Driving Prices Up
- Late spring rain hampering hay production in the southern parts of the country in particular Western Victoria where minimal rain fell during the growing season is seeing a replica of last season. This region produces hay for the Western Districts and Gippsland, farmers will have to look else where if the Mallee and Wimmera cannot provide a quality product this year.
- A shortage of new season vetch which is favored by farmers because of its protein content could see more lucerne traded to fill this gap in the coming year.
- Opportunist trade continues, where farmers can store hay, they are seeking out any available good quality fodder from previous seasons.
- The cost of production is set to increase in the coming year with fertiliser, chemical and fuel all earmarked to climb dramatically in price.
Driving Prices Down
- New season prices are not expected to increase dramatically as many farmers wait now to see how much is produced and the quality of new season hay before committing.

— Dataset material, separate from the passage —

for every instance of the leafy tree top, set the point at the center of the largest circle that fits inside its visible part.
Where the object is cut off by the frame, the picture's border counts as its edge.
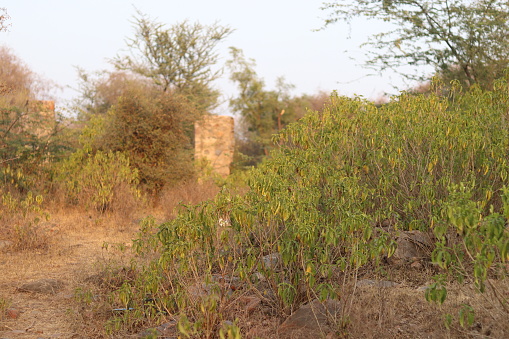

- A significant amount of last season’s weather damaged hay is on the market at a reduced price. With the potential for more lower grade hay again this season, growers ideally would have preferred to have traded last year’s weather damaged carryover.
- Good spring conditions will see many farmers producing and conserving as much silage as they can themselves, particularly along the NSW Coast and Victoria.
- A mild October and rain have meant many farmers have not had to irrigate grass yet. Stock continue to graze and be supported by paddock feed at this point. Farmers able to utilise water for summer months.
- Wet conditions in the West and Tasmania continue to impact the new hay season.
- The hay season is well underway in most regions now with many growers having to make the decision to cut cereal crops before advancing too far. Ongoing rain events through New South Wales, Victoria, and Western Australia this growing season means many heavy crops will also be laying on damp ground and will require significant drying time.
- Boarder closures and permit requirements continue to be a concern for contractors as they work to understand the changing rules and regulations that they and staff must comply with when moving between regions and states.
- Silage season continues to me made in some parts of Queensland, News South Wales and Southern Victoria. Again, many farmers that would not traditionally make silage have found they have needed to avoid more weather damaged hay this season.
- In the north demand in the Atherton Tablelands remains steady with a small amount moving locally. Following the ongoing rainfall in Northern QLD many parts including the Tablelands continue to have an influx of fresh grass. The Darling Downs region reporting one of the best seasons following good rainfall for the first half of the year. Oaten crops have started to be cut in the area for hay.
- New South Wales reporting good crops following timely rainfall. South Australia impacted by dryer conditions, further in the Southeast crops are on track to yield well. Northern Victoria will start cutting within the fortnight. Several key factors still needed to take place and a relatively dry spring to improve on last year’s season.
- Western Australia has recorded one of its best season breaks. Rain has been timely for the west this season. High yields expected through the region as the season continues to progress well. Prices remain strong for all fodder types in WA.
- Buyers are encouraged to feed test and view fodder before purchasing to be sure of the quality of the feed.